Тени и крики не беспокоили его — он всю жизнь провел среди теней, глядя как отец призывает темную магию из таинственных артефактов и ассистируя Северусу в приготовлении зелий с давным-давно запрещенными Министерством ингредиентами. Люциус научил его, что крики лишь предупреждают о возможной опасности и бояться их не нужно. В Азкабане же главной опасностью были стражи.
Двое из них следовали за Драко на безопасном расстоянии, привлеченные свежим запахом посетителя, не запуганного, не сломленного царящим вокруг отчаяньем, подобно заключенным и охране. Слухи об их семье дошли даже до Азкабана, и Драко, самый юный из Малфоев, был желанной добычей. Если на него сейчас нападут, потом никто не поверит, что он только защищался, и юноша пожалел, что рядом нет матери. Оставалось надеяться только на то, что стражи не осмелятся напасть на посетителя. Остро чувствуя их близость, Драко проглотил комок в горле и заставил себя не оглядываться.
Поднявшись по нескольким лестничным пролетам и пройдя темными коридорами без окон, он, наконец, остановился напротив самой последней на этаже камеры. Заметив краем глаза, что охранники остались на лестнице, далеко за пределами слышимости, Драко повернулся ко входу. Слабый свет из коридора не проникал в камеру, оставляя ее в кромешной тьме. Юноша страшился заглянуть внутрь и увидеть, во что превратился Люциус, но, пересилив себя, он решительно расправил плечи, шагнул ближе к решетке и отвернулся, уставившись на охранников.
— Отец, — позвал Драко, прижимая пергамент с приказом к замку. Зачарованная печать зашипела, коснувшись металла, и решетка распахнулась. — Я добился разрешения на твое освобождение. Пора домой.
Ответа не последовало, но в глубине он услышал какой-то шорох. Не поворачиваясь, Драко вытащил сверток из-под мантии и протянул его в камеру. Спустя мгновение он почувствовал, как сверток забрали, и услышал звук разрываемой бумаги. Несмотря на то, что заключенным разрешалось передавать только одежду, Драко принес еще палочку Люциуса и несколько полезных зелий.
Сначала раздалось несколько очищающих заклинаний. Прислушиваясь к шепоту отца, Драко с трудом мог поверить, что подобные вещи может использовать кто-то настолько утонченный, как Люциус Малфой. Такие заклинания когда-то применяли лишь крестьяне и путешественники, если вокруг не было ни воды, ни жилья. Они были неудобными и практически бесполезными для современных волшебников, никогда не отправляющихся в путь, не разузнав предварительно, где можно будет передохнуть.
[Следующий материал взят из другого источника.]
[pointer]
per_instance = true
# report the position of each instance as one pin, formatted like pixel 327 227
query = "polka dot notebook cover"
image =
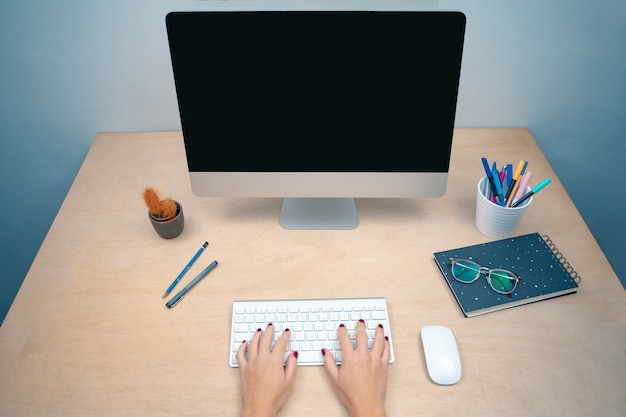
pixel 528 268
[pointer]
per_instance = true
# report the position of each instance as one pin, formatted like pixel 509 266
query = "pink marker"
pixel 521 190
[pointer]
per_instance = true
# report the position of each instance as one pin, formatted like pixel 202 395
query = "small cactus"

Склянки из-под сильнейших восстановительных эликсиров разбились об пол и исчезли без следа. Вместо того, чтобы просто добавить в зелье корень мандрагоры, Драко использовал ее дух, бесплотную жизненную силу, которая после гибели растения должна была раствориться в природе. А если бы стало известно, что он к тому же добавил в зелье свою кровь вместо катализатора, извратив природу этого духа, ему неминуемо грозили бы обвинение в некромантии, всеобщее презрение и собственная камера.
Наконец, появился Люциус. Тяжело опираясь на трость, он сделал несколько неуверенных шагов, словно привыкая ходить заново. Он так исхудал, что мантия болталась на нем, а волосы, хоть и чистые, выглядели тусклыми и безжизненными.
— Сколько? — прошептал он, поднимая капюшон и пряча лицо.
— Почти шесть месяцев, — деловито сообщил Драко. — Сражения прекратились, но продолжаются мелкие стычки. Обе стороны накапливают ресурсы. Министерство отказывается признавать, что идет война, но противостояние стало открытым и пока силы равны.
— Ясно, — Люциус медленно шел рядом с сыном, хрипло, натужно дыша, уставившись в пол и слегка приволакивая ногу. Казалось, он вот-вот потеряет сознание. Охранники заметили состояние узника и принялись насмешливо переговариваться. Драко нахмурился. Видеть его таким разбитым…
— Люциус, — резко произнес он, тем же тоном, каким родители выговаривали ему за оплошности. — Ты — Малфой. Веди себя соответственно.
Тот замер, словно получив пощечину. Прищурившись, он вгляделся юноше в лицо и судорожно сжал рукоять трости. Он никогда не бил Драко, но сейчас ему впервые захотелось это сделать. Какая наглость! После всего, что ему пришлось вынести, слышать собственное имя из уст сына, произнесенное так равнодушно! Разгневанный, он ничего не ответил, лишь выпрямился, преодолевая слабость, и прошествовал мимо охранников, гордо подняв голову.